Eungella king orchid

Scientific classification
- Kingdom: Plantae
- Clade: Tracheophytes
- Clade: Angiosperms
- Clade: Monocots
- Order: Asparagales
- Family: Orchidaceae
- Subfamily: Epidendroideae
- Genus: Dendrobium
- Species: D. neospectabile
- Binomial name: Dendrobium neospectabile J.M.H.Shaw
- Synonyms: Thelychiton spectabilis D.L.Jones & M.A.Clem.
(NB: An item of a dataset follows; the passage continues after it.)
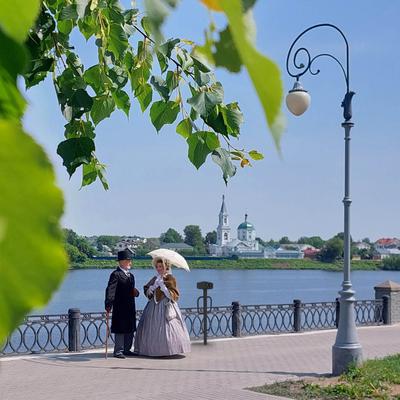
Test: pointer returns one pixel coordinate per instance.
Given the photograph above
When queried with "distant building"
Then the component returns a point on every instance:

= Dendrobium neospectabile =

- Genus: Dendrobium
- Species: neospectabile
- Authority: J.M.H.Shaw
- Synonyms: Thelychiton spectabilis D.L.Jones & M.A.Clem.

Species of orchid

Dendrobium neospectabile, commonly known as the Eungella king orchid, is a species of epiphytic or lithophytic orchid that is endemic to tropical North Queensland. It has cylindrical, yellowish green pseudobulbs, up to three thick, leathery leaves and up to two hundred and fifty crowded cream-coloured to pale yellow flowers with reddish purple streaks on the labellum.

== Description ==
Dendrobium neospectabile is an epiphytic or lithophytic herb with spreading roots and cylindrical or spindle-shaped, yellowish green pseudobulbs 200-600 mm long and 20-40 mm wide. Each pseudobulb has up to three thick, leathery, dark green leaves originating from its top, the leaves 160-400 mm long and 50-90 mm wide. Between one hundred and fifty and two hundred and fifty cream-coloured to pale yellow flowers 55-75 mm long and 60-75 mm wide, are crowded on a flowering stem 250-550 mm long. The dorsal sepal is oblong, 30-50 mm long and 4-7 mm wide and tapered. The lateral sepals are 25-35 mm long, 5-6 mm wide, spread apart from each other near the base then curve inwards and sometimes cross each other. The petals are linear to oblong, 25-40 mm long and 3-4 mm wide. The labellum is cream-coloured with purple markings, 10-12 mm long and wide with three lobes. The sides lobes are erect and the middle lobe has a more or less square-cut tip. Flowering occurs from August and October.

==Taxonomy and naming==
The Eungella king orchid was first formally described in 2006 by David Jones and Mark Clements from a plant grown in the Australian National Botanic Gardens from a specimen collected in the Eungella National Park. It was given the name Thelychiton spectabilis and the description was published in Australian Orchid Research. In 2014, Julian Shaw changed the name to Dendrobium neospectabile, because the name Dendrobium spectabile was already given to a different orchid. The specific epithet (spectabilis) given by Jones and Brown is a Latin word meaning "notable" or "showy", referring to the floral display of this orchid. The prefix neo- means "new", "young" or "recent".

==Distribution and habitat==
Dendrobium neospectabile grows on tall rainforest trees, in sheltered places in open forest and sometimes on cliffs and boulders. It occurs in mountainous areas in and around Eungella National Park.